El momento humorístico del espectáculo llegaría con una dramatización de la diferencia entre la chacarera y el chamamé, destacando la cercanía de los bailarines en ésta última. De manera cómica describieron una salida de chamamecero: desde el atuendo que elige hasta el esperado momento del baile, pasando por el detalle de los lugares -campo adentro- donde transcurren. Toda esta representación fue coronada con “Dejate querer” en la que el público no paró de bailar.

“Puerto Tirol” ofreció la antesala para que, con un suave punteo de guitarra, ingresara Teresa Parodi. Todo el teatro le obsequió una cálida bienvenida y extendió sus palmas para acompañar “Cielo de mantilla” y “Esa musiquita”. Con la participación de Ariel Báez, de Los Alonsitos, todos juntos interpretaron “Enero” y dieron paso al cantautor proveniente de Loreto, Mario Bofill.

Con su extensa trayectoria y sus destacadas canciones en las que recrea aquellos personajes y tradiciones de su tierra natal, Bofill compartió el tema “Conjunto pena y olvido”. Todos corearon junto a él cada canción. Respetado con gran admiración mientras compartía sus historias, Mario iba trazando un recorrido por su discografía con “Viva la Pepa”, “El Carau” y “Cantalicio vendió su acordeón”

Antes de finalizar su presentación con “Requecho”, compartió dos temas instrumentales junto a su hijo quien siguió la melodía de la guitarra de su padre con el acordeón.

Uno de los momentos más esperados de la noche llegó con la presencia del vigoroso conjunto Los Alonsitos, que inició su función junto a Bofill con “Estudiante del interior”. El teatro, colmado de jóvenes, recibió estas estrofas con una enorme ovación. Seguidamente cantaron “Chamamé de los esteros”.

Ya pasadas las 22 horas, Ariel Báez, José Martín Rodríguez y los hermanos Marco Roselli y Marcelo Roselli se apoderaron del escenario y ofrecieron un arranque súper festivo con “Si ya no estás”. Acompañados por batería, percusión, bajo y teclado, Los Alonsitos compartieron temas de su último material discográfico De Plata y, a su vez, temas de sus otros álbumes para todos los nostálgicos de sus comienzos y de lo más tradicional del género.

Establecidos como emblema del chamamé y como orgullo de todo correntino, Los Alonsitos se caracterizan por ser un grupo de jóvenes músicos que a la vez están prontos a cumplir sus tres décadas de trayectoria.

Muy felices y agradecidos por poder vivir esta Fiesta del Chamamé en Buenos Aires, dieron paso a “Forastero del Iberá” y “Mi luna azul”, tema que cantaron junto a Abel Pintos en el último disco.

“La parte más gauchesca del litoral la traigo yo”, bromeó Marcelo Roselli dando paso a aquellos chamamés que los acompañó en Cosquín y Jesús María en sus primeros años.
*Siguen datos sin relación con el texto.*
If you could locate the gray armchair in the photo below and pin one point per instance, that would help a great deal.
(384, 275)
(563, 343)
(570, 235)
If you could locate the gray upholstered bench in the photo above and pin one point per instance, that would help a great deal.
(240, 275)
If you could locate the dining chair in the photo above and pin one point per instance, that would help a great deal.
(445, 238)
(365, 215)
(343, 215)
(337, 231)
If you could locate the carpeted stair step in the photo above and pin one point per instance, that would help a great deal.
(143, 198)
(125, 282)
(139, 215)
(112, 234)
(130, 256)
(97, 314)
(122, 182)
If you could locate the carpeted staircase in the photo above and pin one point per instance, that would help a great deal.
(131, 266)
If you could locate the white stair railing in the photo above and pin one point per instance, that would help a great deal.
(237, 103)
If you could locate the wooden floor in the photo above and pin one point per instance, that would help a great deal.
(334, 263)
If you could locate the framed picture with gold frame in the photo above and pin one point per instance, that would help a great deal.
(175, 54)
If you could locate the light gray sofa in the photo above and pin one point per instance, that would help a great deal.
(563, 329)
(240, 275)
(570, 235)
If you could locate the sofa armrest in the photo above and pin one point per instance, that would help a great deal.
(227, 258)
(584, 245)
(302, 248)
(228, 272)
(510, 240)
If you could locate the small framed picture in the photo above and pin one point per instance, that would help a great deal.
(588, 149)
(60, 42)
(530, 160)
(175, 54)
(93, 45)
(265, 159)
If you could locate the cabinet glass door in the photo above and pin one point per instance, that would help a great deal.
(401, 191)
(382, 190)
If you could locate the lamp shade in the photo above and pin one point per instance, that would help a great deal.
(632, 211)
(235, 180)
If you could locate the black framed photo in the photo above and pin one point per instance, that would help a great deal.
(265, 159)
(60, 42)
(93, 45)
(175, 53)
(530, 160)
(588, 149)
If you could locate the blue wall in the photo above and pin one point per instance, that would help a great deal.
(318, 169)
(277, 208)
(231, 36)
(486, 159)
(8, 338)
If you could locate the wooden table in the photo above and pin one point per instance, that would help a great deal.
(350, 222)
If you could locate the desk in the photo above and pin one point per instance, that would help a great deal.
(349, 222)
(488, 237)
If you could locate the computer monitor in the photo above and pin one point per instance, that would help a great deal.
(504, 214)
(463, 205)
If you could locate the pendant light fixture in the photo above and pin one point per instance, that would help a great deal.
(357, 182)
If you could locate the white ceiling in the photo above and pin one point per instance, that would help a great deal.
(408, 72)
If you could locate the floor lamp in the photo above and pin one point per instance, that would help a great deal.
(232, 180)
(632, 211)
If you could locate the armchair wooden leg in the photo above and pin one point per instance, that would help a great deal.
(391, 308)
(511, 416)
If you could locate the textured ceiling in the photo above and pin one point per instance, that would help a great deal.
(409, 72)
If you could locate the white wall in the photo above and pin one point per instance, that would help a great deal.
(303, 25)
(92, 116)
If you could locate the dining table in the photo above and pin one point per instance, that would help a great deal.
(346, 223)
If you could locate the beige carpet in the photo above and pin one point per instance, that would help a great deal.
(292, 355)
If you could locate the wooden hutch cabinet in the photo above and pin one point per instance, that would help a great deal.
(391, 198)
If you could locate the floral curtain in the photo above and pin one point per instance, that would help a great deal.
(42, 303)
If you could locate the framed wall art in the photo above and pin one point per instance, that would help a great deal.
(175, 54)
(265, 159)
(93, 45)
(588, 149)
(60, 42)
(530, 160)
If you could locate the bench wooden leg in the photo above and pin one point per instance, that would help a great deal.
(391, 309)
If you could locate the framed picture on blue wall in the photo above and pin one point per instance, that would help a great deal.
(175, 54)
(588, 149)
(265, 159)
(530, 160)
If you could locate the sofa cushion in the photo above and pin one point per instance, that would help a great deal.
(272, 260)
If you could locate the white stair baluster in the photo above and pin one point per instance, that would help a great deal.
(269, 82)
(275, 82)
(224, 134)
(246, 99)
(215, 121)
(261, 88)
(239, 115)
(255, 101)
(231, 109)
De esta manera sonó un mix de temas con “El desparramo”, “La guardia de seguridad”, “La guampada” y “Ladrillo bayo”.

Animando la gran fiesta con más temas de su nuevo disco siguieron con “Todo el mundo a cantar” y “Vienes y vas” que encontró al público bailando de pie en todo el teatro.
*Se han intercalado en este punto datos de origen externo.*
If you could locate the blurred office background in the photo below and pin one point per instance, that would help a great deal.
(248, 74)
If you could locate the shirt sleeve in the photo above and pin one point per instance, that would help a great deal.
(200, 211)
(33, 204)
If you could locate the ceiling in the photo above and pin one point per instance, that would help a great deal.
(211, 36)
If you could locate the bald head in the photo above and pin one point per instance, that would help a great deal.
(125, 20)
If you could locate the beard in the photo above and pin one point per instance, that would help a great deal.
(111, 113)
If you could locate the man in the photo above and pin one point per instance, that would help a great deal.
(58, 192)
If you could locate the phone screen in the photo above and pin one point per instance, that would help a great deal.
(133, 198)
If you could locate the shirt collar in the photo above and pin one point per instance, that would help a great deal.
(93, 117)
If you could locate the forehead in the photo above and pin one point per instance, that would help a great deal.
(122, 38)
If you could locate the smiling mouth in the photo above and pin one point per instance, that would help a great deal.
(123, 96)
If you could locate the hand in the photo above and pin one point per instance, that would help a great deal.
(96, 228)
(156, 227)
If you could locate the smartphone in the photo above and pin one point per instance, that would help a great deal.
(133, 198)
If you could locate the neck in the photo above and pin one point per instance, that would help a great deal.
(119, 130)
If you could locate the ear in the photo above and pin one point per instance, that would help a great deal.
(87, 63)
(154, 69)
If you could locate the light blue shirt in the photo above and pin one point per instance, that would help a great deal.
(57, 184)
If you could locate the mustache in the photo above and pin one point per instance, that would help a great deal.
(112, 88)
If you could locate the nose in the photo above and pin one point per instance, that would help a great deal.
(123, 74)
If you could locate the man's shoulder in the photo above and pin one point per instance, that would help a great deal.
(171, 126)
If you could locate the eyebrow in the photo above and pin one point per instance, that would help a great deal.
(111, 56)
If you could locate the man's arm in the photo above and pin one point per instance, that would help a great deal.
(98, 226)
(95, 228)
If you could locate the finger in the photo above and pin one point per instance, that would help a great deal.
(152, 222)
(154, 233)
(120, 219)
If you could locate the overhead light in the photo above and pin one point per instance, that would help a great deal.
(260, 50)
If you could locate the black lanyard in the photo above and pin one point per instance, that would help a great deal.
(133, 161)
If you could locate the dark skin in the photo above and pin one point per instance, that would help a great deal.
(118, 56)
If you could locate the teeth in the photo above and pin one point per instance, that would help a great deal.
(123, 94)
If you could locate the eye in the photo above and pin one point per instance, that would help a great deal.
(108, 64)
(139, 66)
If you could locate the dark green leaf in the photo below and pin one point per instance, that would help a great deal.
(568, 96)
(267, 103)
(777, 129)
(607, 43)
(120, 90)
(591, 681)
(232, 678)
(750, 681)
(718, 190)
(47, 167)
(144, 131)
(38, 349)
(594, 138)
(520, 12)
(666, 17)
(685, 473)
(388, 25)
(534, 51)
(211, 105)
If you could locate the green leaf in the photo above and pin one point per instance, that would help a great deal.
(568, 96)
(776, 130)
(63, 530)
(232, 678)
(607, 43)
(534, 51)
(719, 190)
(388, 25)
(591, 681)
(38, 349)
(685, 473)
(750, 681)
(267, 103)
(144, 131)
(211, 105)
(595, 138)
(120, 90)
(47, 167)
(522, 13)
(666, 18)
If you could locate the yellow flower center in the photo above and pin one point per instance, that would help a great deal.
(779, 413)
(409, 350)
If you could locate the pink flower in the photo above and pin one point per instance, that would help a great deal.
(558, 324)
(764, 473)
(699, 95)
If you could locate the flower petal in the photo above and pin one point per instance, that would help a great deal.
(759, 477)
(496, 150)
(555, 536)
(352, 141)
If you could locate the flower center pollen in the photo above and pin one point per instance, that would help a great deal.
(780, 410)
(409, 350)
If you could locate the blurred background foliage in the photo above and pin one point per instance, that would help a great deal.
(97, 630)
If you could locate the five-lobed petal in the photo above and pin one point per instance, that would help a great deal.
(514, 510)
Concluyendo esta enorme celebración se sumaron Tupá y Mario Bofill para despedirse con “Ay amor” y los clásicos “Bañado norte”, “Añoranzas”, “A mi Corrientes Porá” y “Lucerito alba”.

Como esta Fiesta del Chamamé resultó un éxito total y quedó chica al finalizar la función anunciaron una nueva fecha para el 25 de agosto en el mismo ND Teatro.